The hôtel Gaillard is one of the most extravagant private house built in Paris in the second half of the XIX century.
Emile Gaillard, son and grandson of bankers, was also one himself ; a great art-lover he had this
mansion (inspired by the château at Blois) built to house his
collections. It was inaugurated in 1885 with a fancy-dress ball to
which over 2000 guests were invited. Covering roughly 1600 square
metres, it cost 11 million francs at the time (€44 million today).
Put up for sale in 1904 on the death of Gaillard, there were no
takers despite the asking price being lowered from 3.5M to2M. It was
eventually bought by the Banque de France in 1919 of which it became
a branch office.
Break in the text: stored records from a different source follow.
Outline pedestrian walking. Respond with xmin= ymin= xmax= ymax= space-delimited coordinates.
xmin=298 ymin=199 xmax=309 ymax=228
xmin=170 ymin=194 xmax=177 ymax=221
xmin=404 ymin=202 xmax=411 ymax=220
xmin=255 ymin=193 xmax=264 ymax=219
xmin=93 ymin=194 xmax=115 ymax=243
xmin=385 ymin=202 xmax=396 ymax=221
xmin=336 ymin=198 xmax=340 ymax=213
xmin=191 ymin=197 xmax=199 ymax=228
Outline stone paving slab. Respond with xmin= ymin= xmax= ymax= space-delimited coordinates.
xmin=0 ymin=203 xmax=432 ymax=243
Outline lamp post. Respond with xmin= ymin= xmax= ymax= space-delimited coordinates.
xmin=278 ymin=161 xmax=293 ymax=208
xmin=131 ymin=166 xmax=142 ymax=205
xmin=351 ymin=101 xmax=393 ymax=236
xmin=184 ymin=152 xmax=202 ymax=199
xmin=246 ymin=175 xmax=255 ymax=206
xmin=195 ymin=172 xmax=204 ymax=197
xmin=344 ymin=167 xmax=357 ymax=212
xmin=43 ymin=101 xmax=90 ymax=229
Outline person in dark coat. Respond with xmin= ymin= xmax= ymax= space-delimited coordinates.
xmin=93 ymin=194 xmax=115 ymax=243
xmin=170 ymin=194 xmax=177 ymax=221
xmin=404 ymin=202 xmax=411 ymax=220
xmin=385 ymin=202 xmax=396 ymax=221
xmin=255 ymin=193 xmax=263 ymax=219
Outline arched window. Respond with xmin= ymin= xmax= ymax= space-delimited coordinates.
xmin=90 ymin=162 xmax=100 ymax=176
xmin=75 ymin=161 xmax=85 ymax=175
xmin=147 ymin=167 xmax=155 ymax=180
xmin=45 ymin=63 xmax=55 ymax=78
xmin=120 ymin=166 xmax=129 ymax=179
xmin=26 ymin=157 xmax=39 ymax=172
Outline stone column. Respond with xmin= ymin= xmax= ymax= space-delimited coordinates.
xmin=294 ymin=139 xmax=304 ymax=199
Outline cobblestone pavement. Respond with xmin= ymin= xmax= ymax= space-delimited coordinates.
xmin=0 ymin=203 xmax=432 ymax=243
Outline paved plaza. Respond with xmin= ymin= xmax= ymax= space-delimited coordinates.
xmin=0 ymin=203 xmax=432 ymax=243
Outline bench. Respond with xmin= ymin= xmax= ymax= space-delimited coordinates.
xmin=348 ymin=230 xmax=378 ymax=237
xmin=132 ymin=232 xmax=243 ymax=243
This is now closed and a decision is awaited as to
its future use.
Do take time to look
carefully at all the details – chimneys, guttering, grotesque
heads, etc. so as to get some idea of what an amazing building this
is and why it is a listed historic site.
Bank of France was founded in 1800 as a limited corporation and listed on the Stock Exchange as soon as 1802. The Bank was headed by a board of 15 directors called "Régents" elected by the general assembly of shareholders. In 1806, the government decided that the Bank, although private would be managed by a Governor and two vice-governors appointed by the State. However general
policy of the Bank was still fixed by the board of Régents. In 1936, Régents were replaced by 20 councillors (18 appointed by the State and 2 elected by shareholders). In 1945, Bank of France was nationalized and shareholders received State bonds as a compensation.